The mean value of AUC is depicted in figure with their respective techniques. The KCM [20] gives the least measure with 0.767 AUC on the other hand the DLDIC [27] provides 0.944. The preferred classification technique offers 0.945 AUC that performs better than all the mentioned state-of-the-art techniques.

The G-mean comparison of different approaches is shown in Fig. 8.

Fig. 8

The G-mean analysis of the preferred system with different state-of-the-art techniques

The value of G-mean given by PDML [10] technique is 0.843. The DLLA [26] technique gives the G-mean measure of 0.943 while the DLDIC [27] technique offers the G-mean value of 0.948. The proposed technique without segmentation provides the G-mean value of 0.927, on the other hand, the proposed technique offers a G-mean measure of 0.952.

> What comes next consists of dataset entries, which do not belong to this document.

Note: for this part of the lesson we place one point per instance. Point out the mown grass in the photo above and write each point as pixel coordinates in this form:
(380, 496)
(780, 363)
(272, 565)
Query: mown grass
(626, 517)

The training time analysis (in seconds) for the different techniques is shown by the bar graph in Fig. 9. The DLLA [26] technique shows the average time of 9574 sec. for the training of the datasets. The LCSCT [4] technique takes 7200 seconds to train the datasets while the DLDIC [27] technique is trained in 8596 seconds.

Fig. 9

The training time (in seconds) analysis of the preferred technique with the state-of-the-art approaches

The time taken by the proposed technique without segmentation is 1837 seconds, while the training time of the proposed localization-based classification technique takes 2100 seconds. The DLDIC [27] classification accuracy performance is at par with the proposed technique, but the time complexity is 4 times higher than the proposed technique.

6 Conclusion

Digital image analysis techniques have been utilized for numerous applications in agriculture like vigor diagnosis, vegetation measurement, phenotyping, etc. The Proposed localization-based classification technique classifies the three crops leaf images for a different kind of disease detection. The leaf localization was performed using natural color properties of the leaf images and the mixture model-based region growing. The diseased image properties like spots and damage of leaf region in the localized image provide the keys of characteristics discrimination from the healthy images that can be easily grabbed using Fisher vector extraction. The classification performance is measured in terms of accuracy and AUC. To measure the performance for the data imbalance cases the G-mean parameter is analyzed for all the three crops datasets. The average accuracy and AUC using SVM are 0.943 and 0.947, respectively, with 0.953 G-men scores and training time of 2100 seconds. Overall the proposed classification technique offers better performance as compared to the state-of-the-art techniques. One can extend this work with other crops disease detection and classification with improved accuracy.